Background. The incidence of syphilis throughout the world is increasing. Rates in pregnancy are similarly rising, presenting risks of an untreated syphilis infection that can be detrimental to the mother and fetus. Although routine screening for syphilis infections is recommended at the initial prenatal visit, there is a lack of universal agreement on rescreening pregnant people and approximately 50% of syphilis cases are asymptomatic in the general population. Furthermore, some symptoms of syphilis can overlap with nonspecific pregnancy-related symptoms. Meanwhile, Treponema pallidum can spread to various maternal and fetoplacental tissues quickly after infection and occur at any stage of syphilis. Case. A 26-year-old gravida 5 para 2 presented with a new onset headache and visual and auditory changes at 23 weeks of gestation. A computerized tomography scan revealed numerous ill-defined lytic lesions throughout the calvarium, suspicious for syphilitic osteitis. She tested positive for syphilis antibodies with a rapid plasma reagin (RPR) titer of 1 : 32. Cerebrospinal fluid evaluation from a lumbar puncture resulted in reactive fluorescent treponemal antibody (FTA) testing. She was diagnosed with secondary syphilis with osteitis and neuro and otic components. She completed 14 days of intravenous aqueous crystalline penicillin G with additional benzathine penicillin G 2.4 million units intramuscular weekly for two weeks.
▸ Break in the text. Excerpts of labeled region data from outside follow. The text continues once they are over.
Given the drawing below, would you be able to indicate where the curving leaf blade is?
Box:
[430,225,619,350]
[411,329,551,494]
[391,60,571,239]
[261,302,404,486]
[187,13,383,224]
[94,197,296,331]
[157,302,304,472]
There was no evidence of congenital syphilis on neonatal examination. Conclusion. Syphilitic osteitis and neuro, otic, or ocular syphilis infections occur rarely in the nonpregnant population, and therefore, little data in pregnancy is available to inform outcomes in these specific disease states. It is of paramount importance to complete appropriate syphilis screening, recognize symptoms, and consider utilizing rescreen protocols to ensure prompt infection identification and treatment. For neuro, otic, and ocular syphilis, aqueous crystalline penicillin G (as opposed to benzathine penicillin G) is required to achieve treponemicidal concentrations in those physiologic compartments. There is no agreement as to the appropriate treatment regimen for the rare finding of syphilitic osteitis.

1. Introduction

Syphilis infections worldwide continue to rise at an alarming rate. According to the World Health Organization, approximately one million pregnant people are infected with syphilis annually [13]. Treponemal infections in pregnancy present a dual threat: short- and long-term maternal sequelae of an untreated infection and vertical transmission to the fetus resulting in congenital syphilis [1, 2, 4]. Congenital syphilis occurred in 661,000 births in 2016 globally and represents a significant cause of stillbirth, neonatal deaths, and preterm or low birth weight infants worldwide [5]. Pregnancy represents a unique intersection of increased healthcare access for many, including routine infectious disease testing. Due to the high-risk nature of syphilis infections with an effective treatment available, early screening for syphilis is recommended in pregnancy. Repeat testing in high-risk populations or in high prevalence areas is recommended later in gestation (28 weeks of gestation and delivery), but late gestation testing is not universally mandated [4, 6, 7].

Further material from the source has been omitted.